Along with the BD Hubs awards, the NSF posted a solicitation for the next phase of the BD Hubs program. The agency will award approximately $10 million in grants as part of the Big Data Spokes program (BD Spokes) to help initiate research in specific priority areas identified by the BD Hubs. Each BD Spoke will focus on a specific BD Hub priority area and address one or more of three key issues: improving access to data; automating the data lifecycle; and applying data science techniques to solve a domain science problem and/or demonstrate societal impact.
The following are thematic areas which could develop into spokes over the course of the BD Hubs program:
BD Hubs Leadership Meeting
The announcement of the BD Hubs awards and BD Spokes solicitation comes days before the first national stakeholders meeting of the BD Hubs, to be held on November 3-5 in Arlington, Virginia. This national BD Hubs “charrette” will provide an opportunity for leaders and researchers representing each BD Hub to discuss governance and sustainability models, coordinate ideas for BD Spokes and identify next steps.

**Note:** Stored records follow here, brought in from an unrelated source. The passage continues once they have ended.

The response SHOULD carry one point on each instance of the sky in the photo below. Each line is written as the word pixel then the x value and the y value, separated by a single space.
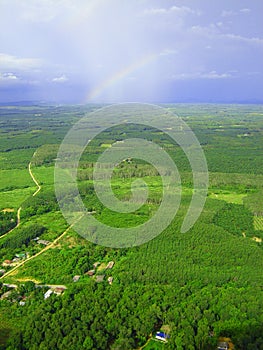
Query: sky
pixel 155 51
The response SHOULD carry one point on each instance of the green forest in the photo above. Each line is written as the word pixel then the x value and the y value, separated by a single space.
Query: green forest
pixel 60 291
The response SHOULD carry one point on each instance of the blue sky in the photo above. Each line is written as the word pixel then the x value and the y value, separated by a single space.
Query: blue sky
pixel 141 50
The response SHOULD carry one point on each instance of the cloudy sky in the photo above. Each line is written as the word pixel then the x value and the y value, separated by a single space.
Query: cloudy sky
pixel 131 50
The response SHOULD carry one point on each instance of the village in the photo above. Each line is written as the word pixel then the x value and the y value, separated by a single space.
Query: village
pixel 6 288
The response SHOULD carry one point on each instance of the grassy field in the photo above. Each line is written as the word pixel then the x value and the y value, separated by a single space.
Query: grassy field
pixel 258 223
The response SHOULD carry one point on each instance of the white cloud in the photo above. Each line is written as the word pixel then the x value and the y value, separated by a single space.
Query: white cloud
pixel 9 62
pixel 245 10
pixel 183 10
pixel 202 75
pixel 8 76
pixel 226 13
pixel 243 39
pixel 62 79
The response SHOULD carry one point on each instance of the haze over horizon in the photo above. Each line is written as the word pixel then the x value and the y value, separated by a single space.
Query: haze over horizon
pixel 77 51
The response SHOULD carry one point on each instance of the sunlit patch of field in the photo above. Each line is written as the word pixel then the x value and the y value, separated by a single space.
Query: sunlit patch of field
pixel 13 199
pixel 229 197
pixel 258 223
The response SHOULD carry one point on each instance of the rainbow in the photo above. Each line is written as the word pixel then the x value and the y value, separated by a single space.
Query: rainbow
pixel 96 92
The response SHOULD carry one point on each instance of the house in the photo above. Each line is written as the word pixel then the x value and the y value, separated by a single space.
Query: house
pixel 162 336
pixel 110 265
pixel 90 273
pixel 76 278
pixel 48 293
pixel 96 264
pixel 7 263
pixel 222 345
pixel 43 241
pixel 59 290
pixel 20 256
pixel 6 295
pixel 100 278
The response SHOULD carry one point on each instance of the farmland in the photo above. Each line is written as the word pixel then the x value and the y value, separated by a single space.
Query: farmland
pixel 204 284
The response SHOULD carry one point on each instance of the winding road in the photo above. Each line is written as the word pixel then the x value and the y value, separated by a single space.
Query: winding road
pixel 19 209
pixel 17 223
pixel 34 179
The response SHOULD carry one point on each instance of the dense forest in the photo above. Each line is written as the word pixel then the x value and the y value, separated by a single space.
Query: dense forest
pixel 198 286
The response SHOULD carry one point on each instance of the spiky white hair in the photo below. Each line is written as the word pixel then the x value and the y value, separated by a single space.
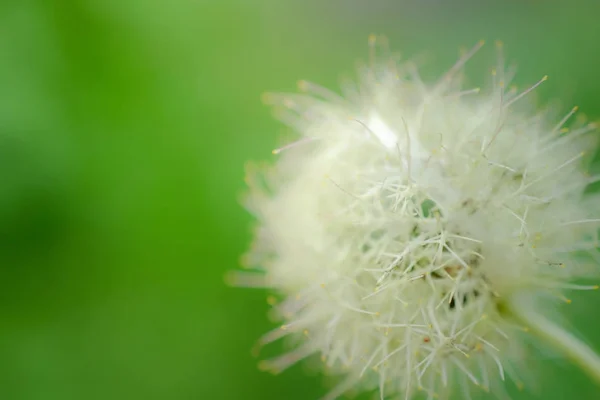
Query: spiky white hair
pixel 412 229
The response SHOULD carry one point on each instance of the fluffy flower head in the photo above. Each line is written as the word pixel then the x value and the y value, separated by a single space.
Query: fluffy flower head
pixel 409 221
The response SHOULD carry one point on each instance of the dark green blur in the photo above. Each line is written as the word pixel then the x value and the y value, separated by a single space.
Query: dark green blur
pixel 124 129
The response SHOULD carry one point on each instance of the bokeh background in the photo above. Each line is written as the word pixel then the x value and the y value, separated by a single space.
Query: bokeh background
pixel 124 129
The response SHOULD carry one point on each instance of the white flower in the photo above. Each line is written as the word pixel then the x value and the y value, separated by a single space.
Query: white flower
pixel 415 231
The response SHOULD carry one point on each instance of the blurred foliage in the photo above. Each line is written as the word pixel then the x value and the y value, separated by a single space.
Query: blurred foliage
pixel 124 128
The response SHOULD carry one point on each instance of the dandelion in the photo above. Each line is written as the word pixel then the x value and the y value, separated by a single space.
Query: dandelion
pixel 416 236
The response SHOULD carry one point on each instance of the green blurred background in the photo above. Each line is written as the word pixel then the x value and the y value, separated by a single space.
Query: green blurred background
pixel 124 128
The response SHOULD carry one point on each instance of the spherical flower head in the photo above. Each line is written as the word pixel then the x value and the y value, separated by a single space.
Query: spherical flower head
pixel 414 231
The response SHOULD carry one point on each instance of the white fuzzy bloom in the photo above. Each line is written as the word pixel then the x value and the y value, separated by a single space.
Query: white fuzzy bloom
pixel 410 220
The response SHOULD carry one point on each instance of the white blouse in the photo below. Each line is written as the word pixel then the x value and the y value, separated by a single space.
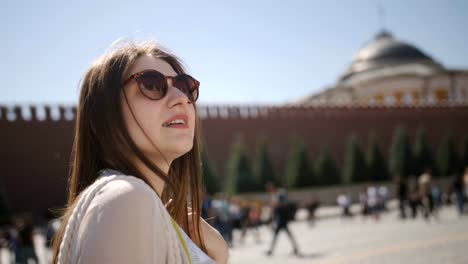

The last day of the meeting will include two public webinars. At the first webinar, BD Hubs representatives will publicly present and discuss their plans, as well as mechanisms for governance and coordination among BD Hubs stakeholders. The second webinar will be held in conjunction with the National Data Science Organizer’s Workshop and will discuss the role of the BD Hubs in engaging with grassroots data science groups, such as Meetup groups and non-profits.
As an Organized Research Unit of UC San Diego, SDSC is considered a leader in data-intensive computing and cyberinfrastructure, providing resources, services, and expertise to the national research community, including industry and academia. Cyberinfrastructure refers to an accessible, integrated network of computer-based resources and expertise, focused on accelerating scientific inquiry and discovery. SDSC supports hundreds of multidisciplinary programs spanning a wide variety of domains, from earth sciences and biology to astrophysics, bioinformatics, and health IT. SDSC’s Comet joins the Center’s data-intensive Gordon cluster, and are both part of the National Science Foundation’s XSEDE (eXtreme Science and Engineering Discovery Environment) program, the most advanced collection of integrated digital resources and services in the world.